Önder arkasını dönüp tekrar koltuğa oturdu ve devam etti.
“Melisa’ya da söyledim, burada görüştüğüm biri bana iki kayıp kızdan daha bahsetti. İsimlerini aldım ama elimde herhangi bir adres yok. Kızlar kaybolduklarında hamilelermiş ve babalarının kim oldukları belli değil. İkisi de fahişe. Ayrıca görüştüğüm kişi bana Aden’in bu üç kızın peşinden ayrılmadığını, devamlı onlarla beraber olduğunu söyledi. Uyuşturucu da kullanıyormuş. Üstelik kızlarla arkadaşlık yaptığı ve kızların ortadan kaybolduğu zaman içerisinde Aden İstanbul’da ikamet ediyor.”
Sessizlik oldu, Fırat muhtemelen kafasında bir şeyler ayarlamaya çalışıyordu. Sonunda karşılık verdi.
“Sen bana isimleri ver ben de araştırma yapayım. Sonra sana haber veririm. Başka bir şey buldun mu?”
“Şimdilik hayır. Bu arada, Tuğra nerede?”
“Koruma altına alındı, güvenli evlerden birinde kalıyor. Ailesi de şehir dışına çıktı, bir süre böyle idare edecekler.”
“O çocuğa dikkat edin Fırat, elinizdeki tek kaynak o. Sıradaki kurban da...”
“Biliyorum, hayatımda hiç kimseyi hapse tıkmak için bu kadar sabırsızlanmamıştı. Şimdi gitmeliyim, seni daha sonra ararım.”

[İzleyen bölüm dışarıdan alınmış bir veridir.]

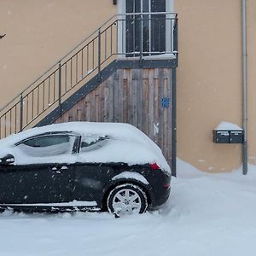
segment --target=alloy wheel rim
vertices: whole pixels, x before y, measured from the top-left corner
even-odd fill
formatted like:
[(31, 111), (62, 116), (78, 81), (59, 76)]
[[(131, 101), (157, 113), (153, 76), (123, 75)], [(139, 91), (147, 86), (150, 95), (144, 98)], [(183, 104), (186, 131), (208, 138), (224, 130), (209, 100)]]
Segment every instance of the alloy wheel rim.
[(113, 198), (113, 208), (119, 215), (137, 214), (142, 208), (141, 197), (132, 189), (121, 189)]

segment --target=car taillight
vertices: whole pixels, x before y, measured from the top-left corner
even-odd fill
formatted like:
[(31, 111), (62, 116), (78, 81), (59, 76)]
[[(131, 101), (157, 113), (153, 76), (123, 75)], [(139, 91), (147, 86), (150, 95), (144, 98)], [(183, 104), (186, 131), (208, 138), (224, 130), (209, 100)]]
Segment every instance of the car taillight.
[(157, 163), (150, 164), (150, 167), (152, 170), (159, 170), (160, 166), (157, 165)]
[(166, 189), (169, 189), (171, 188), (171, 185), (170, 184), (164, 184), (164, 188)]

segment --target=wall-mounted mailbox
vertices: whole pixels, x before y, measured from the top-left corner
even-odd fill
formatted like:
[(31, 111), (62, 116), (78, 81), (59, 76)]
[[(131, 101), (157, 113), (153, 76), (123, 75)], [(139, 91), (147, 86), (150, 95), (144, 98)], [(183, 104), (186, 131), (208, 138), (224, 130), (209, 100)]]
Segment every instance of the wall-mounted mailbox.
[(214, 143), (243, 143), (243, 131), (213, 130)]

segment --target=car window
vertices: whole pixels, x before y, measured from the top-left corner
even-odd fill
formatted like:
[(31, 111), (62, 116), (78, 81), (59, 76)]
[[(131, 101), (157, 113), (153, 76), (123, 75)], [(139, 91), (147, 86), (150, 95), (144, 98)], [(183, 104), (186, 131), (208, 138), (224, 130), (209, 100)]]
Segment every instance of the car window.
[(80, 153), (84, 153), (91, 150), (96, 150), (102, 148), (108, 137), (92, 137), (86, 136), (81, 138)]
[(45, 157), (72, 153), (73, 143), (73, 136), (49, 135), (28, 139), (16, 147), (29, 156)]

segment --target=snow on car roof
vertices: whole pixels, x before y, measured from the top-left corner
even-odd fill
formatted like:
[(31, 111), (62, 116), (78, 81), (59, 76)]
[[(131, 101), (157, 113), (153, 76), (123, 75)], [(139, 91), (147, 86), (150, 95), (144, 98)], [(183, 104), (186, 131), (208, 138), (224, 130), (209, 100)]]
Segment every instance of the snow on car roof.
[(35, 127), (0, 140), (0, 154), (3, 148), (6, 153), (8, 148), (28, 137), (49, 132), (55, 134), (67, 131), (82, 136), (108, 136), (122, 141), (122, 143), (113, 143), (111, 145), (113, 148), (108, 148), (112, 151), (111, 154), (104, 150), (96, 156), (95, 154), (93, 155), (91, 153), (87, 153), (86, 159), (88, 160), (90, 156), (91, 161), (108, 162), (109, 159), (112, 161), (123, 161), (131, 165), (156, 162), (162, 170), (171, 172), (160, 148), (143, 131), (131, 125), (124, 123), (69, 122)]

Telefon kapanmıştı ama Önder düşüncelere daldığından telefonu hala kulağında tutuyor, dalgın gözlerle tam karşıya, televizyona bakıyordu. Her şey yavaş vayaş ortaya çıkıyordu. Ve ortaya çıkan tüm deliller Aden’i gösteriyordu. Kanıtlar yalan söylemezdi.